Not to mention the fact that for the bulk of this season, the Twins have been one of the two or three best teams in the American League, and there’s no question they can beat any team when the roster gets healthy.
ISU local ties
With the Gophers, Wisconsin, Iowa, South Dakota, North Dakota, South Dakota State and North Dakota State football programs not playing fall football, the college that is playing with the most former Minnesota high schoolers on their roster has to be the Iowa State Cyclones, who have eight local players on the squad.

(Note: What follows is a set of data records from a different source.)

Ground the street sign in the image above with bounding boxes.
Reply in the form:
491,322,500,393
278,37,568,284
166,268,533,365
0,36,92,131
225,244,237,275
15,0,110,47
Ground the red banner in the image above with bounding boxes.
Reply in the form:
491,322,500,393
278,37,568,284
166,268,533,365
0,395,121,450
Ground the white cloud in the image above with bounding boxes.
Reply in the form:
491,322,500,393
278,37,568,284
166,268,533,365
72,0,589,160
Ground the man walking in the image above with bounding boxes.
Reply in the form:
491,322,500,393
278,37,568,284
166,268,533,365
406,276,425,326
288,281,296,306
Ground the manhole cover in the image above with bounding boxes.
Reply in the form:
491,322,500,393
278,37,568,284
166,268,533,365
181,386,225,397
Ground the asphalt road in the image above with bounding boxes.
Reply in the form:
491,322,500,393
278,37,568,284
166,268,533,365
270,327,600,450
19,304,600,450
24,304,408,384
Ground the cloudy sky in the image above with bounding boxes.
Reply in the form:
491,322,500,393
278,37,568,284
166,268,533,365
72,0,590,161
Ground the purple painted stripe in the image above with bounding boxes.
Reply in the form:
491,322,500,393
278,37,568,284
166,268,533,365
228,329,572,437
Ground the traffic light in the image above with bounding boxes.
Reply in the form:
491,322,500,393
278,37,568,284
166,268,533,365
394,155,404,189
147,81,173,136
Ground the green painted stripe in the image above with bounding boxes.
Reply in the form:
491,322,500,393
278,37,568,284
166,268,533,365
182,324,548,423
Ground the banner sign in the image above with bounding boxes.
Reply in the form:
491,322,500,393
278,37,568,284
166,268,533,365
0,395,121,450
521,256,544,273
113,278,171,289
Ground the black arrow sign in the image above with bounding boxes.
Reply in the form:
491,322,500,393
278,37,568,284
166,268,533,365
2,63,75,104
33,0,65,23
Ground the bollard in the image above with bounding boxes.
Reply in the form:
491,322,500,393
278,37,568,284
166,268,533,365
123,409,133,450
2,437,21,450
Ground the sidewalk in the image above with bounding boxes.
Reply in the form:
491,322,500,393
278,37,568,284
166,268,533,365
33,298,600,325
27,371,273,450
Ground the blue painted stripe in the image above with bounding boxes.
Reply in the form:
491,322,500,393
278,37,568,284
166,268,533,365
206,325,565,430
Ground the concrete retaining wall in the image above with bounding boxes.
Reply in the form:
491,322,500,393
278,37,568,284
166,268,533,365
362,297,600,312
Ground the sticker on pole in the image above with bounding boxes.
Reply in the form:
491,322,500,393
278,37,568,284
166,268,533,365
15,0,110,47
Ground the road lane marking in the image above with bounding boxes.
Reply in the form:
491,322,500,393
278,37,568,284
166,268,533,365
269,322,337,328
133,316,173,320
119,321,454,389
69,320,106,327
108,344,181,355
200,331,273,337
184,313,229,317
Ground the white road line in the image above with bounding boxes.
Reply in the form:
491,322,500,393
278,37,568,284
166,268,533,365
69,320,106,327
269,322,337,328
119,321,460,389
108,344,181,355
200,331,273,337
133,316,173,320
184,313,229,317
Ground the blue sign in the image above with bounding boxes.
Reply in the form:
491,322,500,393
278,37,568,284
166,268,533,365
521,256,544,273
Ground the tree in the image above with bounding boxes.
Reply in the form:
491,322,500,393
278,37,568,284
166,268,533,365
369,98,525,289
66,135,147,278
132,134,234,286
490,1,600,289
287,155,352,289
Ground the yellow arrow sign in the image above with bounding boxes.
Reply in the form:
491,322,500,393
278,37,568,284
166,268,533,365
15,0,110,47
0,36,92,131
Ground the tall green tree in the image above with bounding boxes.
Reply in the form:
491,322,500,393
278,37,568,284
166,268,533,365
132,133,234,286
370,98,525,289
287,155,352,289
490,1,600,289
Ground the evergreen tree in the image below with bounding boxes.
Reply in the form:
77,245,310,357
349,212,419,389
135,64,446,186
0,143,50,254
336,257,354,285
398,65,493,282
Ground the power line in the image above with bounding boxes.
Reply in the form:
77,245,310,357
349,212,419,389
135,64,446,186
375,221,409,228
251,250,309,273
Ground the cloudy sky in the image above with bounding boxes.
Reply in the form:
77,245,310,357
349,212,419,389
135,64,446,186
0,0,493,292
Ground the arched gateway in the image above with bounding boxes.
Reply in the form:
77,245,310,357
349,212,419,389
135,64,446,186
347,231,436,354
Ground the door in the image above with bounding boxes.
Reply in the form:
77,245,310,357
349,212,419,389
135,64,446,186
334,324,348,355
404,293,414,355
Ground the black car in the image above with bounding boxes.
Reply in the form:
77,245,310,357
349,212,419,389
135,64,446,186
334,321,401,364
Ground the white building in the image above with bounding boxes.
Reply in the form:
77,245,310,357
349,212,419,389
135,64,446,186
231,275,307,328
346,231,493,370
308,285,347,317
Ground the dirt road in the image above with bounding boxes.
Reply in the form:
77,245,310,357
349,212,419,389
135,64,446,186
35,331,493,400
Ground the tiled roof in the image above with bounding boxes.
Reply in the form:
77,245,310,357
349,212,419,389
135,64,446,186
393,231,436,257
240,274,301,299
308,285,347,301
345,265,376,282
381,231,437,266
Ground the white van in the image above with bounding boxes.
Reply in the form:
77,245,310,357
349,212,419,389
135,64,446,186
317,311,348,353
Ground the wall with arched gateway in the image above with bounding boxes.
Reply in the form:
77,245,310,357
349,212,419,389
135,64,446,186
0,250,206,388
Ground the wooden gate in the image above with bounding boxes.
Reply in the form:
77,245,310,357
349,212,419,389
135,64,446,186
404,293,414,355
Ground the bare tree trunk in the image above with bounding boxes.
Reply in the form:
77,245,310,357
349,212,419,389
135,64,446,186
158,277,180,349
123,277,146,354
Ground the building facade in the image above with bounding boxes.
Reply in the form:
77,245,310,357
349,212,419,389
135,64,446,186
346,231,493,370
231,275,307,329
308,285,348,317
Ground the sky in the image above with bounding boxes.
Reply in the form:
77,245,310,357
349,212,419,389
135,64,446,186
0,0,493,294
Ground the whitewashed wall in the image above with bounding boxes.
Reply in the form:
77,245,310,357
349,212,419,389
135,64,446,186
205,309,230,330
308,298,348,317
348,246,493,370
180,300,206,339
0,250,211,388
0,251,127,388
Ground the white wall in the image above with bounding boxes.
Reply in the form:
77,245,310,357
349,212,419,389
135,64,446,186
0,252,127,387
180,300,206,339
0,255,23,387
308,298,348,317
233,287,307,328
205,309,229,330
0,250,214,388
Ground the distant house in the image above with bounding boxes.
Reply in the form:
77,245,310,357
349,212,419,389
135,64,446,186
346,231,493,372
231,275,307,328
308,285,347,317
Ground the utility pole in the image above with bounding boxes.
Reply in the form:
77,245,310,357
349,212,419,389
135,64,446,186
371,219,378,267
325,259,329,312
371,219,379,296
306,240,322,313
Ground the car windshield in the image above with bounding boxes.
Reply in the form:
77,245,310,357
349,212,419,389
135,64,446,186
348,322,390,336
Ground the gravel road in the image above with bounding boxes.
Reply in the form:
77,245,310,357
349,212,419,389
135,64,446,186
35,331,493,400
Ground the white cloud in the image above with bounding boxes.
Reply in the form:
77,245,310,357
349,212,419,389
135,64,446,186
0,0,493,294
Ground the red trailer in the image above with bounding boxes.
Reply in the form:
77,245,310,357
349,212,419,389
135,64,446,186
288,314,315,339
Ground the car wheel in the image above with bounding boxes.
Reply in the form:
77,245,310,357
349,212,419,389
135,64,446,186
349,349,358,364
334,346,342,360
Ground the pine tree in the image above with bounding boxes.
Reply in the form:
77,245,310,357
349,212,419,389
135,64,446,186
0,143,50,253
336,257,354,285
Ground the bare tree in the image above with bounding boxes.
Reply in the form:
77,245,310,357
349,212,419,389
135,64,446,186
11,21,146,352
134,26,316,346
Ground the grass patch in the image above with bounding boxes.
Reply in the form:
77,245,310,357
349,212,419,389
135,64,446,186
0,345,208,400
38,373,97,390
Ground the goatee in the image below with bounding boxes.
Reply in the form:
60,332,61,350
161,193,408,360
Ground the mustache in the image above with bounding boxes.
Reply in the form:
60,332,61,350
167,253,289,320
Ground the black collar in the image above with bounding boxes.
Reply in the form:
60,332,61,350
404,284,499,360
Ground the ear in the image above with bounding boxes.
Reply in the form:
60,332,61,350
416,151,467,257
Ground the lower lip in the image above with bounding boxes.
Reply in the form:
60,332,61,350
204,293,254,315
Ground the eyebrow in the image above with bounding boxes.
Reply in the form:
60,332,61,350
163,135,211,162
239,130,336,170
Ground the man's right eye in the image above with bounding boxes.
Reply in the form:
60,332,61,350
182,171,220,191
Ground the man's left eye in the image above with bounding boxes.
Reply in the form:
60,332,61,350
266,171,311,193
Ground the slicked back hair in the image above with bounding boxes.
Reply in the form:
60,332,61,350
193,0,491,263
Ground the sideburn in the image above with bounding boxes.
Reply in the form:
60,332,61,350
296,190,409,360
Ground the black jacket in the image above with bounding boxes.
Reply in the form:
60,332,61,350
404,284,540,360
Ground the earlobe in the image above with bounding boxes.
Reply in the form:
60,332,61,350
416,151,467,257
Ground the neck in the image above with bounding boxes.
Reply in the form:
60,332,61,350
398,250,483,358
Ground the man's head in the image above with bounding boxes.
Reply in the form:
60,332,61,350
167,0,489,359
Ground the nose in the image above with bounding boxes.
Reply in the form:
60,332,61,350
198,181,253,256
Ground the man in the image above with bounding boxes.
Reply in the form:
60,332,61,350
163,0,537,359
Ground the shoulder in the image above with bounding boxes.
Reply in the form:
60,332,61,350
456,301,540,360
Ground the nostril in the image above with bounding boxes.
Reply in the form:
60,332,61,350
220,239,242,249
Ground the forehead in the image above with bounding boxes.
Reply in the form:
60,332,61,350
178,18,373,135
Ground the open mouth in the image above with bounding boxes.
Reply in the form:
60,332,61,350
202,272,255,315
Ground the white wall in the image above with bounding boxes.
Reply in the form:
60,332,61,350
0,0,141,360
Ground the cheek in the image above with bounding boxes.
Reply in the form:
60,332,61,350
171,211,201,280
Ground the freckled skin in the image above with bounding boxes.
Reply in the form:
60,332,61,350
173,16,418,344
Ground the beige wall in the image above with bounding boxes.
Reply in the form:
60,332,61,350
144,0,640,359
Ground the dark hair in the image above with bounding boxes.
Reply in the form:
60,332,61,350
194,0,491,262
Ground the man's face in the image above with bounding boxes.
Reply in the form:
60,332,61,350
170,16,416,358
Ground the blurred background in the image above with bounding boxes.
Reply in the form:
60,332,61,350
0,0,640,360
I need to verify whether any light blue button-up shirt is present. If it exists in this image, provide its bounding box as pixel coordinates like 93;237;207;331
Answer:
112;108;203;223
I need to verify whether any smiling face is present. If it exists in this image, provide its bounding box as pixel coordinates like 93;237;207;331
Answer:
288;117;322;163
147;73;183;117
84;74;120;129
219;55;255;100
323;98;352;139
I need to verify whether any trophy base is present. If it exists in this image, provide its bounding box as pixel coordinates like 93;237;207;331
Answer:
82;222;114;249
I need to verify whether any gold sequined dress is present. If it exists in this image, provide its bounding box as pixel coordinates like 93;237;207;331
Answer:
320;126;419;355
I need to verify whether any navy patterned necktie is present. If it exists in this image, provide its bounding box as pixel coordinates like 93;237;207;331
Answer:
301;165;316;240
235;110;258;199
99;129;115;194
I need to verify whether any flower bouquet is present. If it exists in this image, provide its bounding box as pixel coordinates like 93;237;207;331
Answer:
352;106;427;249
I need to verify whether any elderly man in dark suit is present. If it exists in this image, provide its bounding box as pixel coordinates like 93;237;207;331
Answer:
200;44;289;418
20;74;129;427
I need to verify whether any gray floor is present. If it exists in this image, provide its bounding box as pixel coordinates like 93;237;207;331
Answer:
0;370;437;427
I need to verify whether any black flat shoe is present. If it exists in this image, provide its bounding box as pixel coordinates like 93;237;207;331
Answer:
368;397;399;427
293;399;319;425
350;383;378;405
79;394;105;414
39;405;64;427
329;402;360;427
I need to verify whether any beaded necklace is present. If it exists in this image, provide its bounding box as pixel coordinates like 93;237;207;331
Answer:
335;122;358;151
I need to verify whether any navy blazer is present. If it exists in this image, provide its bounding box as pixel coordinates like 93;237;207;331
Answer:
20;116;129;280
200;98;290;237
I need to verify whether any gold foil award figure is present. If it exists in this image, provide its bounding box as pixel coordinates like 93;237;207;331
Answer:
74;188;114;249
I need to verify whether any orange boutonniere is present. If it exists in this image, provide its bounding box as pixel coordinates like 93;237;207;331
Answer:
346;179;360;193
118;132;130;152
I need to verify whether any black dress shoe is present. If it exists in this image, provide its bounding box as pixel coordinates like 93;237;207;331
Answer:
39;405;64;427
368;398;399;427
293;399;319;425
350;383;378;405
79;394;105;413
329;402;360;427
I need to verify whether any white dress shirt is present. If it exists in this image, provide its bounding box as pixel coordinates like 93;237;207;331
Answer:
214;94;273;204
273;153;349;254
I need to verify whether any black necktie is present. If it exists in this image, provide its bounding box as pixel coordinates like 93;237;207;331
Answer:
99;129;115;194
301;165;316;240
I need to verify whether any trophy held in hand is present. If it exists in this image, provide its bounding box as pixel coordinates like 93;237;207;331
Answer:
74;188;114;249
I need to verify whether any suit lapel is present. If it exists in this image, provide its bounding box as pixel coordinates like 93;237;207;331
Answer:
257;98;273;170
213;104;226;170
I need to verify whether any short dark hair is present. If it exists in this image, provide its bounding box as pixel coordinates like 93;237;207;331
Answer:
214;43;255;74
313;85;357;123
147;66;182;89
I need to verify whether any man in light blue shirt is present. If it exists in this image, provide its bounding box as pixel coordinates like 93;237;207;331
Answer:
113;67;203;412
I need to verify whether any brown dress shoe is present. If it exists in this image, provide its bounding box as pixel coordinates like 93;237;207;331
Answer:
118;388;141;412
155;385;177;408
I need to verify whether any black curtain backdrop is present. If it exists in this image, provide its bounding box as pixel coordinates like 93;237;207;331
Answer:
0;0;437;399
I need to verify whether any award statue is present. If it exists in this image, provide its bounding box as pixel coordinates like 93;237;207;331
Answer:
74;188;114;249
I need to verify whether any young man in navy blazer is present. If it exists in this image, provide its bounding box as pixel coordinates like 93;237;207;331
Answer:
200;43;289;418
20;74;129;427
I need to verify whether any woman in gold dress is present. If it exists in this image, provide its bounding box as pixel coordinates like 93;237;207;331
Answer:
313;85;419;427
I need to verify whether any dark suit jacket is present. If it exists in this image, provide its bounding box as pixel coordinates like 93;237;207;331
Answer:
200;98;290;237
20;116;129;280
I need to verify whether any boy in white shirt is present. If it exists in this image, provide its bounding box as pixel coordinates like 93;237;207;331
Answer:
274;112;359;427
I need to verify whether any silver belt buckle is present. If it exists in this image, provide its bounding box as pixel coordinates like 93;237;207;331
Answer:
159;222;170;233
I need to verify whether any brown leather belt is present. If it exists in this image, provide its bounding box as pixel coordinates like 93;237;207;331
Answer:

The local players on the Cyclones are: Aidan Bouman (Buffalo) at quarterback; Parker Rickert (Edina) and Micheal Tweten (Buffalo) at wide receiver; Craig McDonald (Minnehaha Academy) at defensive back; Hunter Zenzen (Barnesville) and Stevo Klotz (Chaska) at linebacker; and Alex Probert (Andover) and Eddie Ogamba (Cooper) at place-kicker.
Ogamba is a redshirt junior, Probert is a redshirt senior and Rickert is a redshirt junior. The rest are all freshman.
The Cyclones had announced last week that they would allow nearly 25,000 fans into Jack Trice Stadium for their home opener against Louisiana but changed course this week and will not allow fans.
• Former Timberwolves forward Robert Covington is having a tremendous playoff run for the Houston Rockets in the NBA bubble. Covington is averaging 12.0 points, 5.0 rebounds, 1.3 assists, 2.3 steals and 1.3 blocks per game while shooting 51.0% from the floor and 48.6% from three.
• It will be interesting to see what former Twin Brian Dozier decides to do after the Mets released him last week. There’s no doubt Dozier can still hit and the 33-year-old will get some looks next season. But during the 2020 offseason, Dozier was only offered a minor league deal with the Padres. Still, whatever happens, Dozier has his place among the best power-hitting second baseman ever.